2. IA-CEPA Trade Agreement
Last Sunday, IA-CEPA finally came into force, presenting huge opportunities for Australia and Indonesia. Much has been written about this important deal between two neighbours and we commend the work of Phil Turtle and his team – including the ‘founders’ of IA-CEPA, Ian Satchwell and Chris Barnes over ten years ago – at the Australia-Indonesia Business Council (AIBC), and also the DFAT teams who have worked so hard to make this trade agreement a reality. But we should not ignore the challenges that we face. Covid–19 will make building new partnerships and creating business opportunities more difficult. And given the results of the Lowy POLL shown above, we need to build more trust within Australia’s business community towards their Indonesian counterparts as a priority.

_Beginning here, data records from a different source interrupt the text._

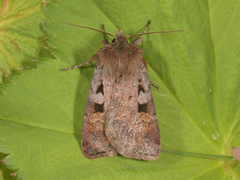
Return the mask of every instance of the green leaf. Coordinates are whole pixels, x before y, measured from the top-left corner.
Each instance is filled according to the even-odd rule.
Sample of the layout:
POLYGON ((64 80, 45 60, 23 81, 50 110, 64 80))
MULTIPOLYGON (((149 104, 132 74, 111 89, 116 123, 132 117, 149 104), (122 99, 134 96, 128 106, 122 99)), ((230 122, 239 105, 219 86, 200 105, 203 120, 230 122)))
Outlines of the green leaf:
POLYGON ((36 66, 43 47, 42 2, 0 1, 0 84, 12 72, 36 66))
MULTIPOLYGON (((14 75, 2 87, 0 152, 19 179, 238 179, 232 146, 240 138, 239 1, 63 1, 44 7, 57 59, 14 75), (156 161, 86 159, 81 129, 102 34, 59 21, 142 36, 161 133, 156 161)), ((108 38, 110 38, 108 36, 108 38)), ((131 39, 132 40, 132 39, 131 39)))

Indonesia must also do their part. As a person who operated his own business in Medan, Sumatra and later representing a large Australian fertiliser export business in Indonesia (before representing my state of WA as the Commission to Indonesia), I have to say it was not easy to start and operate a business in Indonesia. But was it worth the trouble? Yes.
Indonesia still must deal with ongoing issues of corruption, and confusion between national, provincial governments and their interface with the 350 plus regencies (councils) who today enjoy a far greater level of autonomy and power than in previous years. Business needs certainty, clarity and consistency.
If we are realistic, and work together to change our current collective mind-set that trade deals will ‘help us sell more stuff’ to Indonesia, and replace that with a ‘partnership approach’ where we can look at building added-value opportunities to business models, then both nations can obtain a huge benefit for our respective peoples. The prime minister could kick-start the process of getting closer to Indonesia, by allowing Indonesian tourists, young people and holidaymakers easier and cheaper access to vacation in Australia; to let them come here and get to know us. It might just also help our tourism and hospitality sectors as they rebuild post-Covid 19.
There is much work to do and we already have numerous companies here in Australia who have built incredibly successful partnership businesses in Indonesia. So it can be achieved. It’s time to do just that.